In the Kingdom of Gorillas by Bill Weber and Amy Vedder

336033Nonfiction — print. Simon & Schuster, 2002. Originally published 2001. 384 pgs. Purchased.

Subtitled “Fragile Species in a Dangerous Land,” this husband-wife duo recounts their efforts to study and protect the gorillas of Rwanda. Weber and Vedder worked along side the famous Dian Fossey and, later despite Fossey’s objections, worked on their own initiatives to save and study the mountain gorilla through the aptly named Mountain Gorilla Project. The book also covers Fossey’s death and, eventually, the Rwandan Genocide.

Back in May of this year, I attempted to read Fossey’s autobiography entitled Gorillas in the Mist but struggled to follow the jumpy, confusing narrative and eventually gave up on trying to read the book. Vedder and Weber do not paint the most flattering picture of Fossey; certainly nothing akin to the image projected by the movie of the same name I watched three years ago. Her personality swings undermined Vedder’s ecological study of gorillas and Weber’s study on economic and cultural pressures on the national park in which the gorillas live. The distaste the authors often express towards Fossey seems to dominate sections of the book.

But I found this really did not distract from the narrative. Instead, I was completely enthralled and riveted by this tale. Honestly, it made me want to chuck it all and run off to live with the gorillas of Rwanda. The authors’ admiration for the gorillas easily moves from the page to the reader; I greatly admire their dedication to establishing an economic incentive for the gorillas as well as spending time educating the children of Rwanda about an animal found almost entirely in their country.

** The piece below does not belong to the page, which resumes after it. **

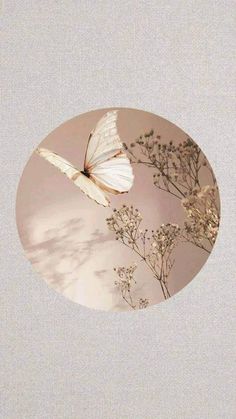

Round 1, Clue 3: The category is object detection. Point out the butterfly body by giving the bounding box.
[36,110,134,207]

Probably the section I was most impressed with, though, was the Rwandan Genocide. In one moment of the book, Vedder was asked by an American television network to appear on camera and talk about the threat genocide posed to the mountain gorilla. Instead, Vedder offered to talk about the people of Rwanda and refused to appear on camera when the network told her this was not what they (and, presumably, the American people) wanted to hear about. Not only am I glad they devoted so much of their research and book to explaining the history of Rwanda and why the gorillas are so undervalued, but also that they kept the victims of the genocide at the forefront of their dissection of this terrible event.